0

I am using the C# XmlSerializer to deserialize some XML that has an xmlns declaration in one part of it (note that I truncated the CipherValue to fit this post):

<EncryptedData
  Id="ZbjUzHbD37LI2DEuiEGX6A7PSnQ+19dutLPiDxZqnFY=3NLz2QA5KCiXVlJSXejhDQ=="
  Type="http://www.w3.org/2001/04/xmlenc#Element" xmlns="http://www.w3.org/2001/04/xmlenc#"
  length="44">
  <EncryptionMethod
    Algorithm="http://www.w3.org/2001/04/xmlenc#aes256-cbc" />
  <CipherData>
    <CipherValue>3NLz2QA5KCiXVlJSXejhDZYYa9sLbv/w42....+PsLMCfRFN//StgbYoRqno3WQ==</CipherValue>
  </CipherData>
</EncryptedData>

With this XML loaded into Visual Studio, VS highlights the "+" character in the Id attribute, and the existence of the length attribute as being errors. I assume that the only way that VS could know this, is if it went and examined the URLs in the Type and xmlns attributes. VS making this type of Internet request is sort of OK to me, as I have given VS permission to do things like check for updates etc, so I already know that it will be visiting the Internet on its own terms.

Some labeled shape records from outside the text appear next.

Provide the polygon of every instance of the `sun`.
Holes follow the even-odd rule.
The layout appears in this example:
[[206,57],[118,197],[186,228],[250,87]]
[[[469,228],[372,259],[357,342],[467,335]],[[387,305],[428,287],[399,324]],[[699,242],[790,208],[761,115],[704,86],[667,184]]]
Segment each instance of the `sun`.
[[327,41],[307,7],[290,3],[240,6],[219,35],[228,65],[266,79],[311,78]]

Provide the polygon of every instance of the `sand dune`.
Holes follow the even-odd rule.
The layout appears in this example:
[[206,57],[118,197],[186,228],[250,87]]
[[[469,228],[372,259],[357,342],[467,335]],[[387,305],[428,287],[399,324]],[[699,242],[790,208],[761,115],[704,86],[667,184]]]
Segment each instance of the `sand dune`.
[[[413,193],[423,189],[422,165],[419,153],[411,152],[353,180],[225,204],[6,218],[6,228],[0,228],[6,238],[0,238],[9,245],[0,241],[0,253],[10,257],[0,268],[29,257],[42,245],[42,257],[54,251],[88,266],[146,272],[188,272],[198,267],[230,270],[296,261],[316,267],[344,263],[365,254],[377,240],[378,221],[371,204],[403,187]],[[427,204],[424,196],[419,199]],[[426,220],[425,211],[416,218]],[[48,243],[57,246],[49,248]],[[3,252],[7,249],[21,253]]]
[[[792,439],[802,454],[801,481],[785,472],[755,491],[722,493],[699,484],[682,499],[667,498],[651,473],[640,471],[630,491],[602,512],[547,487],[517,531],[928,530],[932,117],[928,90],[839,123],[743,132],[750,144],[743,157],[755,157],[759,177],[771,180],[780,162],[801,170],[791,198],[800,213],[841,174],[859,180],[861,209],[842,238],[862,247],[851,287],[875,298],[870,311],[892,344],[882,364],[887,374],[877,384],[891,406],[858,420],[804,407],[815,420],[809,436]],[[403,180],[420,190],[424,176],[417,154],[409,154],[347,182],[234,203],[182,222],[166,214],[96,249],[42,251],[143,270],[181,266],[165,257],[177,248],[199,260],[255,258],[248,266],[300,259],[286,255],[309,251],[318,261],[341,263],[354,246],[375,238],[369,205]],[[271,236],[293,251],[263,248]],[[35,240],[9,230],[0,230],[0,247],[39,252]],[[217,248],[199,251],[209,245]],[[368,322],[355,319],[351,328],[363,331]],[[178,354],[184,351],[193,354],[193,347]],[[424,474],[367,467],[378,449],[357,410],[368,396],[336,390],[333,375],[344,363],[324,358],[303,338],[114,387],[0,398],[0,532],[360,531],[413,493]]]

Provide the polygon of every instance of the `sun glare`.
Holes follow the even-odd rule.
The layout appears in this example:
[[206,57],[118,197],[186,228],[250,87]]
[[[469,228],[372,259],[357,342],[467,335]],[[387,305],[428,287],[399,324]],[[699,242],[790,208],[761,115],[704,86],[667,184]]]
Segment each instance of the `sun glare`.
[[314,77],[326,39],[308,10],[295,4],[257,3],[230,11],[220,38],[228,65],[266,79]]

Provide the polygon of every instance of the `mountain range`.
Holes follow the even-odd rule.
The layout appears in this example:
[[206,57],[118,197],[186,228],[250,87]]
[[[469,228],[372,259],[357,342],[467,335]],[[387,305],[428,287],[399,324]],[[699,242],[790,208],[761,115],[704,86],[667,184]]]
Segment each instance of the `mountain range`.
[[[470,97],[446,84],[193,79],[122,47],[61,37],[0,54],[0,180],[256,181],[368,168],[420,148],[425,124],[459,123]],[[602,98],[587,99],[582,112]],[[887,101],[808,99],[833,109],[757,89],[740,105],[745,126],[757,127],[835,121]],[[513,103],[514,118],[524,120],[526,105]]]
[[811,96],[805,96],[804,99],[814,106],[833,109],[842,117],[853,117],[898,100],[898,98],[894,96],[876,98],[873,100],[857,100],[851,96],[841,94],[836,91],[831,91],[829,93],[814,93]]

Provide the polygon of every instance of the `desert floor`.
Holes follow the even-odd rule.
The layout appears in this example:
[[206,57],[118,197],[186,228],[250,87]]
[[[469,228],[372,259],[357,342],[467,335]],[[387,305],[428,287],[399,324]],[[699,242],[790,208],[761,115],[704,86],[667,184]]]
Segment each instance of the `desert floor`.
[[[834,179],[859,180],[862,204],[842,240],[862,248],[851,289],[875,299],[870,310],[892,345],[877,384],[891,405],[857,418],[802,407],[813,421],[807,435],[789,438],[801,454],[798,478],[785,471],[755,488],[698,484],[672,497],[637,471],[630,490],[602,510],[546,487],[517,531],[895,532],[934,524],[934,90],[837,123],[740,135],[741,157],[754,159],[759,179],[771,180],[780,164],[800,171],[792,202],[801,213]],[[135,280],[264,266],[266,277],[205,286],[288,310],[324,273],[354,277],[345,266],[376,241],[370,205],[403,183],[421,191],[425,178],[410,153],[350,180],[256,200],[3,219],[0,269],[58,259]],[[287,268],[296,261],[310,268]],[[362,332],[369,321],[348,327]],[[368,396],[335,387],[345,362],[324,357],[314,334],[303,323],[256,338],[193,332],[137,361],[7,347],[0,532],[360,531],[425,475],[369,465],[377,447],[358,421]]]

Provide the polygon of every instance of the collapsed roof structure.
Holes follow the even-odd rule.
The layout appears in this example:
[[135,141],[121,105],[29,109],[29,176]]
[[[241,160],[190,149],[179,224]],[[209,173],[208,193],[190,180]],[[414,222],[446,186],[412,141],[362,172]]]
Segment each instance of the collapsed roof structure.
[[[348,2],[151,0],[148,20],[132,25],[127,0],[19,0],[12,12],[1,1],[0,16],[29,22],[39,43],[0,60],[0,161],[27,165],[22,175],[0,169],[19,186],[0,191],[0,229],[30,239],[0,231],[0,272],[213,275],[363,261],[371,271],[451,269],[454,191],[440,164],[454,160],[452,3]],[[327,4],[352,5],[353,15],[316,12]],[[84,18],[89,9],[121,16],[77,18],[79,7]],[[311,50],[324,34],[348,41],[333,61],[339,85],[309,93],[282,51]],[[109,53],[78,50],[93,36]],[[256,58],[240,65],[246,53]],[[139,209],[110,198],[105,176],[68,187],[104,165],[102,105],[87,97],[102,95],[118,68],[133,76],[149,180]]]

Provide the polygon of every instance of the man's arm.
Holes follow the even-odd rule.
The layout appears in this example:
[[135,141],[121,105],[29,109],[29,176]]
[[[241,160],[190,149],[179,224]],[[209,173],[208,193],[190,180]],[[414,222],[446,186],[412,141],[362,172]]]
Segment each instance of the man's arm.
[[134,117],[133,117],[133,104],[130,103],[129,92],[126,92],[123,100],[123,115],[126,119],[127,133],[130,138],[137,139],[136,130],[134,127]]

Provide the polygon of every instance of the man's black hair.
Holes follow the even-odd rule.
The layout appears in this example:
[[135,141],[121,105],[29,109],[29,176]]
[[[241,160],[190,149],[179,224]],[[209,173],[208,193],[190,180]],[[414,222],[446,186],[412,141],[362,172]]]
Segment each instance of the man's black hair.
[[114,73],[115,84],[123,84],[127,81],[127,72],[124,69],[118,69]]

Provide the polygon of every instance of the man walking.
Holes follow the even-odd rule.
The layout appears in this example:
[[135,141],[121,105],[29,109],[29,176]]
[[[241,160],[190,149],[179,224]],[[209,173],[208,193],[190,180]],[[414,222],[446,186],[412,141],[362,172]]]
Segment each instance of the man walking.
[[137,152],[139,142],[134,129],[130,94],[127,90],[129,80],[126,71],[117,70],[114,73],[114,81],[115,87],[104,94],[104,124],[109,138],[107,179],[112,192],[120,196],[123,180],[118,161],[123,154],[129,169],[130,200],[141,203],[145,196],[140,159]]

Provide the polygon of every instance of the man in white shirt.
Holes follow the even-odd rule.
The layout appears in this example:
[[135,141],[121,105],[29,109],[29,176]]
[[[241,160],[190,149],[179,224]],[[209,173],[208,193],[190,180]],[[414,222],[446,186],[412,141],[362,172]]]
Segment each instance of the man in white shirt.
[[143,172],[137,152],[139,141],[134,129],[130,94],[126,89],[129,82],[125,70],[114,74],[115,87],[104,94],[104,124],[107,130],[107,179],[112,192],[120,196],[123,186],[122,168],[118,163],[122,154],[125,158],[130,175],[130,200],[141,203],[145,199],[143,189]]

However, the above XML doesn't deserialize in my command line program unless I remove the xmlns (or force a blank namespace via a custom XML Text Reader), so I am assuming that my command line program is also verifying the xmlns by visiting that URL.

This is slightly troubling to me, as although I understand what an xmlns URL is, I haven't explicitly given my program permission to go visit the Internet. In addition, the use case of this program is run locally and analyze some XML generated by another local only program. The idea that it could be making Internet requests was way off my radar.

As well as deserializing this XML, I am also doing some XSLT using the c# XslCompiledTransform class. What I finally realized there was that when performing a transform, the xmlns attribute is not something that you can manipulate with XSLT as the transforms are performed on the conceptual data of the XML and not on the raw XML string. Thus the transform has somehow processed the xmlns when reading the XML.

My questions are:

  1. Is the XmlSerializer class making an implicit Internet connection to the xmlns?
  2. Is the XslCompiledTransform class doing something similar?
  3. If there are implicit connections, do they represent a security risk?
  4. And if so, what can be done to mitigate it (aside from forcing a blank namespace)?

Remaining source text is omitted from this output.